Pipeline Parallel Training¶

trainer = PipelineTrainer(
    model_splitter=split_function,
    args=args,
    ...
)
trainer.train()

Model/optimizer saved as PER_RANK (different stages), dataset as GLOBAL.

Troubleshooting¶

Training hangs during save? - Distributed barrier deadlock (already fixed in built-in trainers)

Validation failure? - Check DDP synchronization - AccelTrainer optimizer validation is automatically disabled

Different results after resume? - Enable save_rng_state=True and save_dataset_state=True

Missing checkpoint files? - Check checkpoint_manifest.json to see what was saved - Use strict=False when loading to skip missing optional components

See User Guide - Troubleshooting for details.

Contributing¶

When adding new parallelism strategies:

Choose appropriate SharingPattern for each component
Implement get_state_components() method
Add integration tests (save/resume cycle)
Update documentation

See Migration Guide for implementation details.

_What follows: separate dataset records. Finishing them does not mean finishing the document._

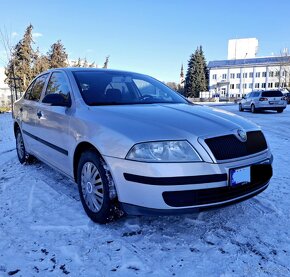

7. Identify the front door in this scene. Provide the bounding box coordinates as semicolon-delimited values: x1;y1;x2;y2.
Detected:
34;71;73;176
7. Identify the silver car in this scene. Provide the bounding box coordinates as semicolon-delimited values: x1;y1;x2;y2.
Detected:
239;90;287;113
13;68;273;223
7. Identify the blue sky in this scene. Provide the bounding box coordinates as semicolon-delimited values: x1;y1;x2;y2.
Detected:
1;0;290;82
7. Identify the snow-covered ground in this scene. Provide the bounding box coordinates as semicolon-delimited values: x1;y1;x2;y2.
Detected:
0;105;290;277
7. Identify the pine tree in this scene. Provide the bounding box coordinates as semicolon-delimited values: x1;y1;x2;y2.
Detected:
83;58;88;67
47;40;68;68
184;53;195;97
32;48;49;77
184;46;208;98
5;24;34;93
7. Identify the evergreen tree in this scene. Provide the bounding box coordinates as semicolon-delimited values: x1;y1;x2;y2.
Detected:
184;46;208;98
5;24;34;93
83;58;88;67
199;46;209;91
32;48;49;77
74;58;82;67
47;40;68;68
184;53;195;97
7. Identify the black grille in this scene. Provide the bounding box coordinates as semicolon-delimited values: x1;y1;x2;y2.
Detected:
163;164;272;207
205;131;267;160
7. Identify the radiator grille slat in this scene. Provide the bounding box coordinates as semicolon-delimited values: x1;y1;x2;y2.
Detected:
205;131;267;160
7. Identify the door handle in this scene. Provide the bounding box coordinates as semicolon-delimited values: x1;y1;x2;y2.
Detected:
37;111;42;118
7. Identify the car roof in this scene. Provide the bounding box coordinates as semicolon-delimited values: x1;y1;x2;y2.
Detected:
43;67;142;76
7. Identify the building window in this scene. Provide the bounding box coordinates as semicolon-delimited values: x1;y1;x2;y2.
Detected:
236;73;241;78
269;71;274;77
275;71;280;77
249;83;253;89
262;83;266;88
249;72;254;78
236;84;240;89
255;83;260;88
256;72;261;78
230;73;235;79
243;73;247;78
212;74;217;80
282;70;287;77
275;82;279;88
222;74;227;79
230;84;234;89
281;82;286;87
268;83;273;88
262;72;266;77
243;84;247;89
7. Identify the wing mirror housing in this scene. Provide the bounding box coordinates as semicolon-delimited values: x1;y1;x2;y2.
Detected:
42;94;71;107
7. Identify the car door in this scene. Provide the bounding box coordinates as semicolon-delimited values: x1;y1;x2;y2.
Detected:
33;71;73;176
243;93;252;108
20;74;49;153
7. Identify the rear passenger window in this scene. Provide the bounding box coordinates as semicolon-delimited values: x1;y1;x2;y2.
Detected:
262;91;283;97
29;74;48;101
253;92;259;97
24;81;35;100
45;72;70;101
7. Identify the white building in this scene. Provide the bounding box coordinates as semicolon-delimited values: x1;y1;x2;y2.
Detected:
228;38;258;60
0;67;11;107
208;38;290;98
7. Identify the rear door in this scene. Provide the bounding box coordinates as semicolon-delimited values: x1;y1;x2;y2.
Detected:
33;71;73;175
244;92;253;108
20;74;49;152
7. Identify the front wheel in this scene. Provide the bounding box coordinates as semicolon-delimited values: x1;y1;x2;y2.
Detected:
239;103;244;111
77;150;115;224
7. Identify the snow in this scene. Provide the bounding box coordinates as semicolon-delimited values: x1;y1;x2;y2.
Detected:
0;106;290;276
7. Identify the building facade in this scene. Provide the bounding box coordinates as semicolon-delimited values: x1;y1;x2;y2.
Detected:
208;56;290;98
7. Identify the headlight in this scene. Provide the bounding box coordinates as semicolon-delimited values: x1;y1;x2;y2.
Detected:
126;140;202;162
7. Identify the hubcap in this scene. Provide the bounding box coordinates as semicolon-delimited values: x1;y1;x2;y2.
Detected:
16;132;25;159
81;162;104;212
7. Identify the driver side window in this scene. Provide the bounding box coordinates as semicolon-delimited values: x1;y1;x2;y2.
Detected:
133;79;172;101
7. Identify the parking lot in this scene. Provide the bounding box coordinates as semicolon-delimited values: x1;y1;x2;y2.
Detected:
0;105;289;276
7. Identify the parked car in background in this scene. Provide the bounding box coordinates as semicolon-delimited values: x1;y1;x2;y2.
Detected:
13;68;273;223
239;90;287;113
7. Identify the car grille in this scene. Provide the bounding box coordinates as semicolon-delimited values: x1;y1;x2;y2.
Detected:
162;164;272;207
204;131;267;160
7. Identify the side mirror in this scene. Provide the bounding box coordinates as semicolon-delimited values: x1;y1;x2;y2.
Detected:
42;93;71;107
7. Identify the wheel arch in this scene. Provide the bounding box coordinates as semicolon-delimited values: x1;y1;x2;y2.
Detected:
14;121;20;137
73;141;103;182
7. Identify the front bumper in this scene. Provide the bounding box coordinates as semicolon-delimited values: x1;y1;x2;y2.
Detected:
104;151;273;215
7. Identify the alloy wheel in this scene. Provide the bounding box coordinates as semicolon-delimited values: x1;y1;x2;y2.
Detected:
80;162;104;212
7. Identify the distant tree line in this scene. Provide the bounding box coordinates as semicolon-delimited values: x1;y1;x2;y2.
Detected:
4;24;109;95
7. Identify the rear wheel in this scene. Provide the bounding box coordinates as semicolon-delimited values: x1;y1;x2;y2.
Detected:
277;108;284;113
16;128;33;164
77;150;115;223
239;103;244;111
251;104;256;113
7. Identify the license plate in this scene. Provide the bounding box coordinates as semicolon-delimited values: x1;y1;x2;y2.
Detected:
229;166;251;186
269;101;278;104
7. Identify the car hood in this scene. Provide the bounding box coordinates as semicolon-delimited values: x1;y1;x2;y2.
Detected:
84;103;259;158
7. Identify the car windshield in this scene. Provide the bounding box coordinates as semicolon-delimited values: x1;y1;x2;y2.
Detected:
73;71;187;106
262;91;283;97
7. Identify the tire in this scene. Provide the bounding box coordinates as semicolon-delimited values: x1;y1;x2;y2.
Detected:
277;109;283;113
251;104;256;113
15;128;33;164
77;150;115;224
239;104;244;111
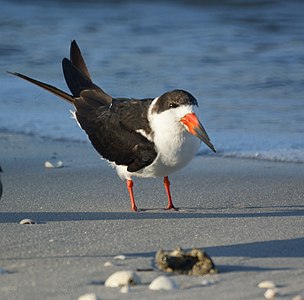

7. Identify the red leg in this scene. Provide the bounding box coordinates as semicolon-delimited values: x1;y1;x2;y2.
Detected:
126;179;138;212
164;176;176;210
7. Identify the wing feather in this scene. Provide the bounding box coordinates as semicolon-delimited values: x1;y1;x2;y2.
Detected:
10;40;157;172
75;96;157;172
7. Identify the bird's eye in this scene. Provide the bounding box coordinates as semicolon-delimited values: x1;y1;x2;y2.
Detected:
169;103;179;108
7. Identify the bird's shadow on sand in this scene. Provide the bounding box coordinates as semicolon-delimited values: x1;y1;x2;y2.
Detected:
0;204;303;223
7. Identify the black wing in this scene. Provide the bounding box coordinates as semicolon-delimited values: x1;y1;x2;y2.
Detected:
66;41;157;172
75;95;157;172
10;40;157;172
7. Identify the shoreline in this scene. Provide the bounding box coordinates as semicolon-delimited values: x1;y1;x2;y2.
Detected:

Dataset Checkpointing: docs/datasets/fast-hf-loader-checkpoints.md
Trainer Overview: (coming soon)
Configuration System: docs/configuration/README.md

Implementation Status¶

Phase 1: ✅ Core abstractions complete
Phase 2: ✅ Pattern implementations complete
Phase 3: ✅ All trainers migrated and tested
Phase 4: 🚧 Hybrid parallelism testing (in progress)
Phase 5: 🚧 Advanced features (future)

Current status: Production-ready for all single parallelism strategies (DDP, Pipeline, Accelerate). Hybrid parallelism designed but needs testing.